1. L'Amministrazione regionale e gli enti strumentali della Regione sono autorizzati ad adottare, una volta soltanto, misure perequative volte all'eliminazione delle accertate sperequazioni avvenute nell'applicazione della legge regionale 5 giugno 1989, n. 24, nei confronti dei dipendenti del ruolo unico, degli enti, nonché dei ruoli speciali ad esaurimento di cui alle leggi regionali 29 gennaio 1990, n. 4, e 21 gennaio 1986, n. 13, che, in servizio al 1° gennaio 1986 o al 1° gennaio 1988, pur in possesso dei requisiti prescritti, non abbiano fruito della mobilità verticale per carenza di posti nelle piante organiche delle qualifiche IV, V, VI, VII e VIII o per mancato riconoscimento del titolo di studio rilasciato da istituti professionali o da soppresse scuole tecniche statali.

2. I conseguenti inquadramenti, rispettivamente nella categoria B, livelli retributivi B2 e B3, nella categoria C, livello retributivo C2, e nella categoria D, livelli retributivi D2 e D3, decorrono dal 1° gennaio 1999 e sono riferiti esclusivamente al personale in servizio alla data di entrata in vigore del contratto collettivo di lavoro per il personale non dirigente per gli anni 1998-2001.
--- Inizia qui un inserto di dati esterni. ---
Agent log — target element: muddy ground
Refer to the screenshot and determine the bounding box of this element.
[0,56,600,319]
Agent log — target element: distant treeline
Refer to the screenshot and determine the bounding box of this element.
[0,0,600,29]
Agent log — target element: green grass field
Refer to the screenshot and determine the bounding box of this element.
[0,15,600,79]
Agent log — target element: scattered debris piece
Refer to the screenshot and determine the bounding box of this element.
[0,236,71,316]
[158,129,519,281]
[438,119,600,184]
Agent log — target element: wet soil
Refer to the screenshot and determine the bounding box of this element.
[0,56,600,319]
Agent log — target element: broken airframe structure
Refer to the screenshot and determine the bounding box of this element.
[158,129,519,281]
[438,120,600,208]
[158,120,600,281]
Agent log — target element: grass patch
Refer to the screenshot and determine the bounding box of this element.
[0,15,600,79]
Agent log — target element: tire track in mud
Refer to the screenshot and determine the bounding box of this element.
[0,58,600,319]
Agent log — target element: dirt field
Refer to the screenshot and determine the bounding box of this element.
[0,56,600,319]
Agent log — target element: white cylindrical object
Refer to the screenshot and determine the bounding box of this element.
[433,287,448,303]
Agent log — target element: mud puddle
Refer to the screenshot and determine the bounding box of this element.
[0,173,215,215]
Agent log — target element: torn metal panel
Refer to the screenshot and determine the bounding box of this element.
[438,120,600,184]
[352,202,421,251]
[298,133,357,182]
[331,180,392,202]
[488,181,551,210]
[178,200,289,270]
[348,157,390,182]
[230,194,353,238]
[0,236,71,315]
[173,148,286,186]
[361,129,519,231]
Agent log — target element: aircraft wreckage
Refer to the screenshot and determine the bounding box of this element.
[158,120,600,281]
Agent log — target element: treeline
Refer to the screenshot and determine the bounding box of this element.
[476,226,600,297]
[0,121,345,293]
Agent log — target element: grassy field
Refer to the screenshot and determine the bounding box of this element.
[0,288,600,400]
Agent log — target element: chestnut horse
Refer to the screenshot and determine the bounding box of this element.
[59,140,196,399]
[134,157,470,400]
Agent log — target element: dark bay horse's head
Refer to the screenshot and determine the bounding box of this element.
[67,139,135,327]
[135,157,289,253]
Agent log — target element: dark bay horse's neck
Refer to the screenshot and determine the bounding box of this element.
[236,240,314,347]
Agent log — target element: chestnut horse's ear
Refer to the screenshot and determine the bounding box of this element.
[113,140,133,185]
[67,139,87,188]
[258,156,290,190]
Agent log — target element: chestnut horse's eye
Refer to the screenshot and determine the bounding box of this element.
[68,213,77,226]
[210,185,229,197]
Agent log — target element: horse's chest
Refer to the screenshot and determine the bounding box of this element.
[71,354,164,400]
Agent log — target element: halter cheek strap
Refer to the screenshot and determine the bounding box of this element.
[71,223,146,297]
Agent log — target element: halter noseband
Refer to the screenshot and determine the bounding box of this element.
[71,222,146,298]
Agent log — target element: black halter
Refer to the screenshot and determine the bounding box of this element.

3. L'onere derivante dall'attuazione della presente norma trova copertura nella dotazione finanziaria prevista per tali fini all'articolo 84 del contratto collettivo di lavoro 1998-2001.

PRESIDENTE. All'articolo 4 bis sono stati presentati gli emendamenti numero 10, 45, 4, 11, 8, 22, 34, 35, 37, 38, 55, 62, 63, 66, 108, 111, 117, 119, 120, 127, 129. Gli emendamenti vengono dati per letti.

Emendamento sostitutivo parziale Biancu - Dore - Granella - Deiana

Il comma 1 dell'articolo 4 bis è sostituito dal seguente:

"L'Amministrazione regionale e gli enti strumentali della Regione sono autorizzati ad adottare, una volta soltanto, misure perequative volte all'eliminazione delle accertate sperequazioni avvenute nell'applicazione della legge regionale 5 giugno 1989, n. 24, nei confronti dei dipendenti del ruolo unico, degli enti, dei ruoli speciali ad esaurimento di cui alle leggi regionali 29 gennaio 1990, n. 4, e 21 gennaio 1986, n. 13, nonché dei dipendenti del ruolo unico assunti per effetto della legge regionale 23 gennaio 1991, n. 9, che, in servizio al 1 gennaio 1988, pur in possesso dei requisiti prescritti, non abbiano fruito della mobilità verticale per carenza di posti nelle piante organiche delle qualifiche IV, V, VI, VII, VIII, o per mancato riconoscimento del titolo di studio rilasciato da istituti professionali o da soppresse scuole tecniche statali.

Ai fini dei requisiti relativi al servizio, per i dipendenti del ruolo unico di cui alla legge regionale 23 gennaio 1991, n. 9, l'anzianità giuridica, formalmente riconosciuta in sede di inquadramento, è valutata come servizio prestato presso l'Amministrazione regionale." (10)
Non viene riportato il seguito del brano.